Besides the fact that kids say funny things, what can we learn from a prayer like this? Certainly not that Jack will grow up to be a spiritually mature man of faith who invests in a rich life of prayer. That would be a bit like saying his ability (occasionally) to hit underhand tosses of a soft, oversized baseball indicates that he’ll play in the big leagues someday.

But his prayers do point to a few important things, including:

1. Even very young children can understand basic truths about God. Jack’s prayers, for example, indicate that he’s at least beginning to grasp that God is the Creator of all there is, he’s the source of all good gifts, and he provides grace to meet our needs. And he’s certainly not exceptional in this regard.
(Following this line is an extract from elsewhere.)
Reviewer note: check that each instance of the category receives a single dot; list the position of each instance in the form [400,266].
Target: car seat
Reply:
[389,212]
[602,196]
This should encourage us as parents to provide even our small children with means to grow in their understanding of God and his ways. This could mean any number of things: (a) regularly reading them children’s Bible stories (we have a number of them in our bookstore), (b) listening to well done music like the Seeds Family Worship, (c) engaging them in everyday conversations that provide opportunities to draw connections to God and the gospel, (d) having them participate in Crossing Kids, etc. Masterful parental guidance and teaching is not the goal here. Intentionality is.

2. As most parents know, kids are always watching and listening to you. No, I don’t mean they always do what you tell them. What I mean is that, as parents and other individuals that play a large role in kids lives, you are their models, for better or worse. When I hear my son say, with pretend irritation, “Gosh darn it!,” I know that he’s imitating one of my too frequent fits of frustration (let’s hope I don’t hear him imitating something worse anytime soon). Likewise, thanking God for “all his grace” is something that I find myself praying a lot before meals, etc. All this means that it’s our responsibility as parents and other people who play significant roles in kids’ lives to model genuine expressions of our faith—dependence, thanksgiving, obedience, praise, etc.—for our kids. Come to think of it, this might drive us to ask for more of that grace we’ve been talking about.

3. Finally, my son’s prayers are an important reminder for my own faith. In my adult “sophistication,” I sometimes obscure the clear line between all the joys in my life, be they big or small, and God’s gracious goodness toward me. I’m liable to think my house came from a builder, my coffee from Starbucks, my wife from southeast Missouri. As I mentioned above, however, Jack is inclined to see playing with the dog, his toys, and baseball as all coming from God. We’re both right, after a fashion. But Jack’s understanding is both simpler and deeper.